Novel Combo With Engineered NK Cells in Early Trial for Breast Cancer

At the San Antonio Breast Cancer Symposium,Margaret Gatti-Mays, MD, MPH, of the Ohio State University in Columbus, discussed the ongoing phase Ib/II DiG NKs trial, which is assessing gemcitabine, transforming growth factor beta (TGF-β)-imprinted natural killer (NK) cells, with or without the GD2-binding antibody naxitamab (Danyelza) in metastatic GD2-expressing breast cancer.

In this exclusive MedPage Today video, she discusses what led to the trial, the technology involved, and what they hope to achieve.

Following is a transcript of her remarks:

The background behind the trial really goes back to some of the research I did when I was at the National Cancer Institute regarding transforming growth factor beta, or TGF-β. And so this is a pleiotropic cytokine that in late breast cancer can cause cancer to progress, whereas in early breast cancer actually can be tumor suppressive.

And so in metastatic breast cancers that secrete TGF-β, they tend to be very aggressive. It tends to lead to chemo resistance and immunotherapy resistance.

So in working with Dr. Dean Lee at Nationwide Children’s Hospital in Columbus, Ohio, he was able to create a TGF-β-resistant natural killer cell. And so through using the healthy cells of patients that do not have cancer, he was able to collect them through the blood, was able to then engineer them by expanding them through IL [interleukin]-21 and then exposing them to TGF-β. This created natural killer cells that then were resistant to TGF-β. And so that product is created at the cell therapy lab at Ohio State.

And so around the time that we started discussing the trial, we wanted to look for a companion or chemotherapy combination to use with the natural killer cells. Natural killer cells are often used with chemotherapy almost to augment the chemotherapy activity.

And so in this clinical trial, we are using gemcitabine to help with cytotoxic killing of the cancer cells. Gemcitabine also increases androgen presentation and has a lot of very positive immune effects that can augment natural killer cell cytotoxicity as well.

In addition to using gemcitabine and the natural killer cells that are TGF-β imprinted, we also are combining an anti-GD2 antibody called naxitamab that’s provided by Y-mAbs. Naxitamab, as I said, is an anti-GD2 antibody. It’s currently approved in pediatric neuroblastoma, but several solid tumors in addition to neuroblastoma also expressed GD2.
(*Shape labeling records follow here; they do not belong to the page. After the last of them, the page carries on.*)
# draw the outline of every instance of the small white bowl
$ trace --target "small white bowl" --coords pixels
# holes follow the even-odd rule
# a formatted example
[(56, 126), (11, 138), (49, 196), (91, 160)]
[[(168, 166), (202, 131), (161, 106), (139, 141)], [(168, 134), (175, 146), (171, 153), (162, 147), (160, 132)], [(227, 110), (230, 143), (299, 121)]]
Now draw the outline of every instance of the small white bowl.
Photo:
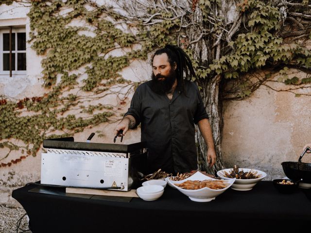
[[(217, 175), (224, 180), (232, 180), (232, 178), (229, 178), (225, 176), (224, 176), (222, 175), (225, 173), (224, 171), (225, 171), (226, 172), (229, 173), (232, 170), (232, 169), (233, 168), (223, 169), (223, 170), (217, 171)], [(231, 188), (232, 189), (238, 191), (250, 190), (258, 182), (267, 176), (267, 174), (265, 172), (259, 171), (259, 170), (250, 168), (239, 168), (239, 171), (242, 170), (243, 170), (243, 171), (244, 172), (248, 172), (251, 170), (254, 172), (257, 171), (257, 174), (260, 174), (261, 176), (259, 178), (257, 179), (236, 179), (234, 183), (232, 184), (232, 186), (231, 186)]]
[(142, 184), (142, 186), (147, 185), (161, 185), (165, 188), (166, 186), (167, 182), (163, 180), (150, 180), (150, 181), (147, 181), (143, 182)]
[(144, 200), (155, 200), (158, 199), (164, 192), (164, 188), (161, 185), (147, 185), (139, 187), (136, 190), (138, 196)]
[(172, 180), (171, 180), (171, 179), (170, 179), (171, 178), (171, 176), (169, 176), (168, 177), (166, 178), (165, 181), (166, 181), (166, 183), (167, 183), (167, 184), (169, 185), (170, 187), (172, 187), (173, 188), (176, 188), (176, 187), (175, 187), (175, 186), (172, 184), (173, 181), (172, 181)]

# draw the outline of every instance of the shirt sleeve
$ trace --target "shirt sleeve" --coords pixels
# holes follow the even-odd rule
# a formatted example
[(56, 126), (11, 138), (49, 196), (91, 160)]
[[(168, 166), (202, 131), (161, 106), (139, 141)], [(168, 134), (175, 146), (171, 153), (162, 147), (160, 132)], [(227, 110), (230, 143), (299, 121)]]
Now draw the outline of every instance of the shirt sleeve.
[(196, 97), (197, 98), (197, 104), (196, 110), (193, 117), (193, 121), (194, 124), (197, 124), (199, 121), (202, 119), (207, 118), (208, 119), (208, 116), (206, 112), (206, 109), (203, 103), (202, 98), (200, 94), (199, 88), (196, 84), (194, 83), (195, 88), (195, 91), (196, 93)]
[(136, 124), (133, 127), (134, 129), (137, 127), (137, 126), (140, 123), (140, 116), (141, 112), (141, 91), (140, 86), (138, 86), (132, 99), (131, 101), (131, 105), (130, 108), (127, 110), (127, 112), (124, 114), (124, 116), (127, 115), (131, 115), (135, 118)]

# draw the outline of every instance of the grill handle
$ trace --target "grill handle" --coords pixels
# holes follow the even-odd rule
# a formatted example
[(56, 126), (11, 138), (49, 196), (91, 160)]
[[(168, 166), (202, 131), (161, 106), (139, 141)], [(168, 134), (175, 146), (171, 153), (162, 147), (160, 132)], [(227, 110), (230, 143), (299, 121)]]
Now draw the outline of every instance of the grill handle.
[(311, 151), (311, 149), (310, 149), (309, 147), (306, 148), (306, 149), (304, 150), (304, 151), (302, 151), (302, 153), (301, 153), (301, 154), (300, 155), (300, 157), (299, 157), (299, 158), (298, 160), (298, 162), (301, 163), (301, 159), (302, 159), (303, 156), (306, 153), (306, 152), (307, 152), (307, 150), (310, 150)]

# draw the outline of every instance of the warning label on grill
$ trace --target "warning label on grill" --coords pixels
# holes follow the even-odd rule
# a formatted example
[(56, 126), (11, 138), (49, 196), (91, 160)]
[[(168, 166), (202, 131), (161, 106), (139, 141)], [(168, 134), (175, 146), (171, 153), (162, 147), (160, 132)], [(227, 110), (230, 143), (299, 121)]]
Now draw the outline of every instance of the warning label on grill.
[(106, 160), (104, 173), (106, 176), (121, 177), (122, 176), (122, 162), (111, 159)]

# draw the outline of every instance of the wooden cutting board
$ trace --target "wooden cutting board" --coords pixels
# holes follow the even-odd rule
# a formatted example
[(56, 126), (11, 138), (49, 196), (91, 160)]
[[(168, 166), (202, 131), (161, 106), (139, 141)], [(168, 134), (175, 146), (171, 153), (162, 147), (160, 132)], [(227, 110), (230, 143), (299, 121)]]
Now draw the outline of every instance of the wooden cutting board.
[(101, 190), (91, 188), (66, 188), (66, 193), (79, 194), (89, 194), (91, 195), (110, 196), (114, 197), (128, 197), (139, 198), (136, 193), (136, 189), (131, 189), (128, 191)]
Breast cancers are estimated… approximately 60% of breast cancers in some studies expressed GD2. And so we’re hoping to use the combination of the gemcitabine first to try to kill the cancer cells using the naxitamab to help increase the antigen presentation and the targeting of the cancer cells. And then using the natural killer cells to really hopefully augment the cytotoxic killing of the other two agents.